This episode is again inter cut with Denton Crocker's Jr mother talking to the camera about some letters she received from her son fighting in Vietnam.
You can sense the troubled pessimistic tone in them. Denton was more forthcoming to a letter he sent to a friend where he admitted his nerves were shot to pieces.
As suspected in the previous episode Denton was killed in Vietnam, his mother recounts seeing two uniformed messengers walking up her road.
Episode 4 underlines that the majority of Americans, young and old supported the war but fault lines were appearing. Anti war protesters and divisions were intensifying.
The rich and privileged were avoiding the draft, the poor and the black were being drafted. We saw familiar scenes of Muhammad Ali speaking out against being drafted and Martin Luther King taking the enormous decision given LBJs record on civil rights to take part in an anti war rally.
Despite LBJs regular doubts, his advisers remained confident even if the South Vietnamese leadership were a liability causing a rift between the generals as well as the South Vietnamese people.
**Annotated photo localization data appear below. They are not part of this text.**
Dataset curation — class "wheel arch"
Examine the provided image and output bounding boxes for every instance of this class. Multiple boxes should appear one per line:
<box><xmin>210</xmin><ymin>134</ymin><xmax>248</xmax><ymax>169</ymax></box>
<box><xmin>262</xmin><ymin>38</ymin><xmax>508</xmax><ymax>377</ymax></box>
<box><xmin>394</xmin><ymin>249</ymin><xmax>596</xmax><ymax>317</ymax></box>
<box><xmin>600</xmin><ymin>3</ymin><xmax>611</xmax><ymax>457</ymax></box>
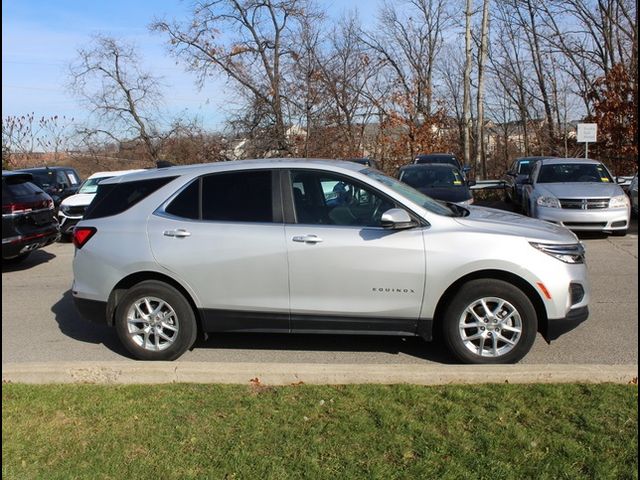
<box><xmin>431</xmin><ymin>269</ymin><xmax>548</xmax><ymax>338</ymax></box>
<box><xmin>106</xmin><ymin>271</ymin><xmax>203</xmax><ymax>336</ymax></box>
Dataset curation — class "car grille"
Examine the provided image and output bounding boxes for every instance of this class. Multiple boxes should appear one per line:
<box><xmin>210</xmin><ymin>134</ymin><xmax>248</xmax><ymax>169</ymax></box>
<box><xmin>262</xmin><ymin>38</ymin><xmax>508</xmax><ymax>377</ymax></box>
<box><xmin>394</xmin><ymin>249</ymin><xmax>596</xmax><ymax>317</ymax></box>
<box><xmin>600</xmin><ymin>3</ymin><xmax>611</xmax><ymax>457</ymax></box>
<box><xmin>559</xmin><ymin>198</ymin><xmax>609</xmax><ymax>210</ymax></box>
<box><xmin>563</xmin><ymin>222</ymin><xmax>607</xmax><ymax>228</ymax></box>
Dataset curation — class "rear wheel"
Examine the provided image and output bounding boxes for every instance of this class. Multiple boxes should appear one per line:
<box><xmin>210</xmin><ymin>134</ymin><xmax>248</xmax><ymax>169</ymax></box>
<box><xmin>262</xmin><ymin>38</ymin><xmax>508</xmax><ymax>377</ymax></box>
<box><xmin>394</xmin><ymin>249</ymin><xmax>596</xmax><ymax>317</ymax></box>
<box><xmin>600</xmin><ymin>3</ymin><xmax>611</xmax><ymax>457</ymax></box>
<box><xmin>442</xmin><ymin>279</ymin><xmax>538</xmax><ymax>364</ymax></box>
<box><xmin>115</xmin><ymin>280</ymin><xmax>197</xmax><ymax>360</ymax></box>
One soldier remarked that at one side they were fighting North Vietnam and on the side the South Vietnamese were fighting among themselves.
Robert McNamara was always outwardly confident but privately he harboured doubts. Operation Rolling Thunder was an initiative to bombard the North Vietnamese with constant bombings.
Still the North Vietnamese were having successes with their ambushes, the military and the politicians had to spin negative stories ever more. The press and even the soldiers realised the truth was not always being told.
Another riveting episode, more distressing was hearing from airman Alvarez, one of the first US servicemen to be shot down and held captive. He thought he might be a prisoner for a few years, it turned out to be over 8 years which included constant torture.